First change the commits using the steps explained in the “Undo Commit” section above and commit the new changes. When the changes are done, you’ll need to force push the changes:
git push -f origin master
Note that this may be harmful in case of a centralized workflow. If a developer pushes changes after your wrong push, this will erase those changes.
Centralized Workflow: Wins and Fails
The best part about a centralized workflow is its simplicity! When your team is small and time is critical in pushing new changes quickly, this workflow is perfect for you. A centralized workflow lets you make changes to your code frequently. This is possible because there are no intermediate review steps. Further, this is helpful when you’ve been working with your teammates for a long time; you’d rather trust their code than review it at each merge.

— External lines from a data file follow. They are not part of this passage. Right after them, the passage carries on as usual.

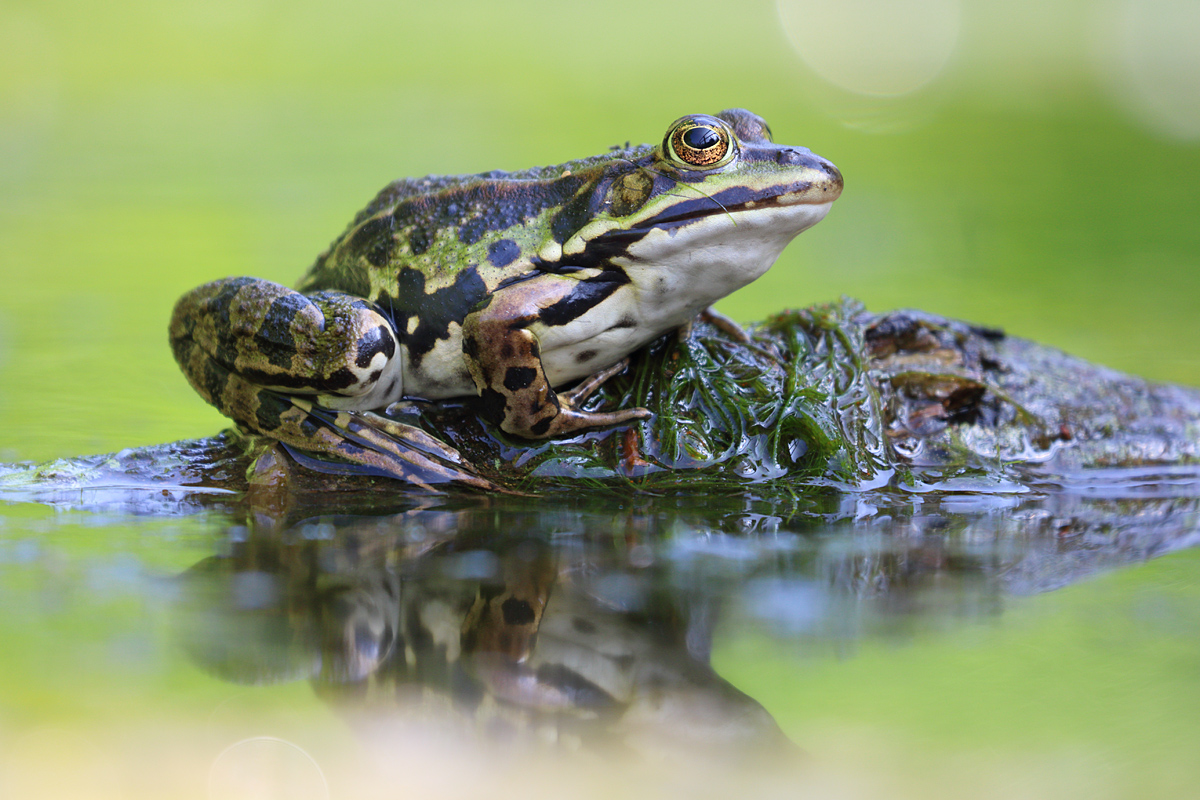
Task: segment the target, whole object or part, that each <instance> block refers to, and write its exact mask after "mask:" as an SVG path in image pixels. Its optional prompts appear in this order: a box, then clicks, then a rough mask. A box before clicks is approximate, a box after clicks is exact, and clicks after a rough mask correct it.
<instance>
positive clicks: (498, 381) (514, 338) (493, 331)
mask: <svg viewBox="0 0 1200 800" xmlns="http://www.w3.org/2000/svg"><path fill="white" fill-rule="evenodd" d="M582 275H583V276H584V277H577V276H576V275H569V276H564V275H542V276H538V277H535V278H529V279H527V281H522V282H520V283H515V284H512V285H510V287H508V288H505V289H500V290H498V291H496V293H494V294H493V295H492V296H491V297H488V299H487V300H486V301H485V302H484V305H481V306H480V307H476V308H475V309H474V311H472V313H470V314H468V315H467V318H466V319H464V320H463V324H462V350H463V357H464V360H466V362H467V368H468V369H469V372H470V377H472V378H473V379H474V381H475V385H476V386H478V387H479V393H480V397H481V398H482V401H484V411H485V416H487V417H488V419H491V420H492V421H493V422H498V423H499V425H500V428H502V429H504V431H506V432H508V433H514V434H517V435H521V437H526V438H530V439H544V438H548V437H557V435H569V434H572V433H577V432H580V431H586V429H588V428H596V427H604V426H610V425H623V423H626V422H631V421H634V420H642V419H647V417H649V416H650V413H649V410H647V409H644V408H631V409H623V410H619V411H604V413H599V411H583V410H581V409H578V408H576V407H575V405H576V403H577V402H582V399H584V397H586V393H578V395H571V393H563V395H557V393H556V392H554V390H553V387H552V386H551V384H550V380H548V379H547V377H546V371H545V366H544V365H542V354H541V343H540V341H539V335H538V332H539V330H545V327H546V326H547V325H551V324H553V325H559V326H560V325H563V324H564V323H566V324H569V323H576V321H578V320H582V319H584V318H586V317H587V315H588V314H589V313H592V312H594V309H595V307H596V306H598V305H599V303H601V302H604V301H605V300H606V299H607V297H608V296H610V295H611V294H613V293H614V291H617V290H619V289H620V288H622V284H623V283H624V282H623V281H619V279H618V278H616V277H612V278H611V279H612V281H613V285H605V281H606V278H607V277H608V276H606V275H605V273H604V272H600V271H595V270H594V271H588V272H587V273H582ZM581 327H583V329H586V327H587V325H581ZM599 332H600V331H596V333H599ZM583 341H586V339H581V342H583ZM605 372H610V371H600V374H602V373H605ZM610 374H612V373H611V372H610ZM604 377H608V375H604ZM589 385H590V386H592V389H594V387H595V385H594V384H590V381H589Z"/></svg>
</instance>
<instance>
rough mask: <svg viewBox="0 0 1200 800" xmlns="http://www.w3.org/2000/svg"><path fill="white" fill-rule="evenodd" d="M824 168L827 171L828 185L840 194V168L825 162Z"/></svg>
mask: <svg viewBox="0 0 1200 800" xmlns="http://www.w3.org/2000/svg"><path fill="white" fill-rule="evenodd" d="M826 170H827V172H828V173H829V187H830V188H832V190H834V191H836V192H838V193H839V194H840V193H841V190H842V180H841V170H840V169H838V168H836V167H834V166H833V164H830V163H826Z"/></svg>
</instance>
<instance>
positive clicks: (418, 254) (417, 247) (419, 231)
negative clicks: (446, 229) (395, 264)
mask: <svg viewBox="0 0 1200 800" xmlns="http://www.w3.org/2000/svg"><path fill="white" fill-rule="evenodd" d="M431 242H432V237H431V236H430V231H427V230H426V229H425V228H413V229H412V230H410V231H409V233H408V249H410V251H412V252H413V255H422V254H424V253H425V252H426V251H427V249H428V248H430V243H431Z"/></svg>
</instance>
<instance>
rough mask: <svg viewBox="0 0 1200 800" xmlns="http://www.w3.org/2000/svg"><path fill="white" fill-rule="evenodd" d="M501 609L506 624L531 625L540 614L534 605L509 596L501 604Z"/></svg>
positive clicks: (512, 624)
mask: <svg viewBox="0 0 1200 800" xmlns="http://www.w3.org/2000/svg"><path fill="white" fill-rule="evenodd" d="M500 610H502V612H503V613H504V624H505V625H529V624H530V622H533V621H534V620H535V619H538V615H536V614H535V613H534V610H533V606H530V604H529V603H527V602H526V601H523V600H517V599H516V597H509V599H508V600H505V601H504V603H503V604H502V606H500Z"/></svg>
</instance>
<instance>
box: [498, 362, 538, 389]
mask: <svg viewBox="0 0 1200 800" xmlns="http://www.w3.org/2000/svg"><path fill="white" fill-rule="evenodd" d="M536 377H538V371H536V369H534V368H533V367H509V368H508V371H506V372H505V373H504V387H505V389H508V390H509V391H510V392H518V391H521V390H522V389H529V386H530V385H533V381H534V379H535V378H536Z"/></svg>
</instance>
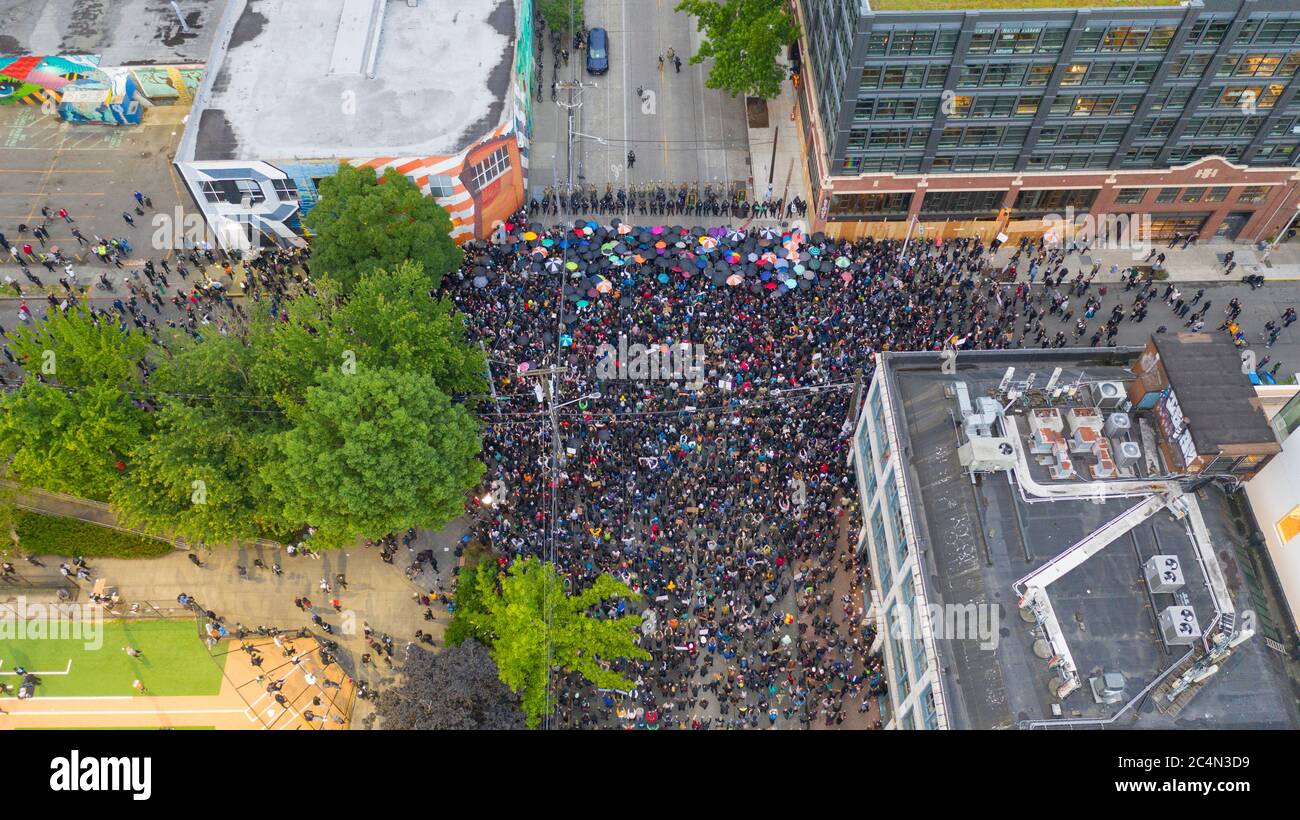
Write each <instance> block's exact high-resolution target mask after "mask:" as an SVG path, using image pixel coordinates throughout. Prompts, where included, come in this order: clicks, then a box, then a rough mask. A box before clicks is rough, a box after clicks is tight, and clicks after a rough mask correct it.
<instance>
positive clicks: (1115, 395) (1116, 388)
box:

When I started out with Git, my primary task was to make sure I didn’t create files like index.html
, index2.html
and index_backup.html
in a project—all of which pointed to various versions of the same file. Various concepts of version control were new to me, so it made perfect sense to stick to a single branch and get comfortable with Git, before moving to more difficult concepts.
The centralized workflow does come with its fair share of disadvantages, though. When your project matures and the number of team members increases, you need to introduce an additional layer to code reviews before merges—and this is only possible when you move to a different workflow. The centralized workflow also isn’t the right choice for you if have a bunch of new team members, as giving everyone write permissions to the central repository isn’t a great idea.
Back when I was still getting to know the basics on Git, I once messed up the history of an academic project and sent a forced push to the central repository. When the initial panic settled down, another team member was able to restore the project’s history from their local repository. This experience shows a major flaw in centralized development, so one must be really careful when working on this workflow.
Conclusion
In this post, we discussed the nuances of the centralized workflow—its features, a step-by-step guide to setting it up for your team, and finally its advantages and disadvantages.
Owing to the structure of typical business analytics teams, the centralized workflow is a good fit. Its simplicity appeals to beginners and enables them to warm up to version control, setting the stage for a more complicated workflow in the future.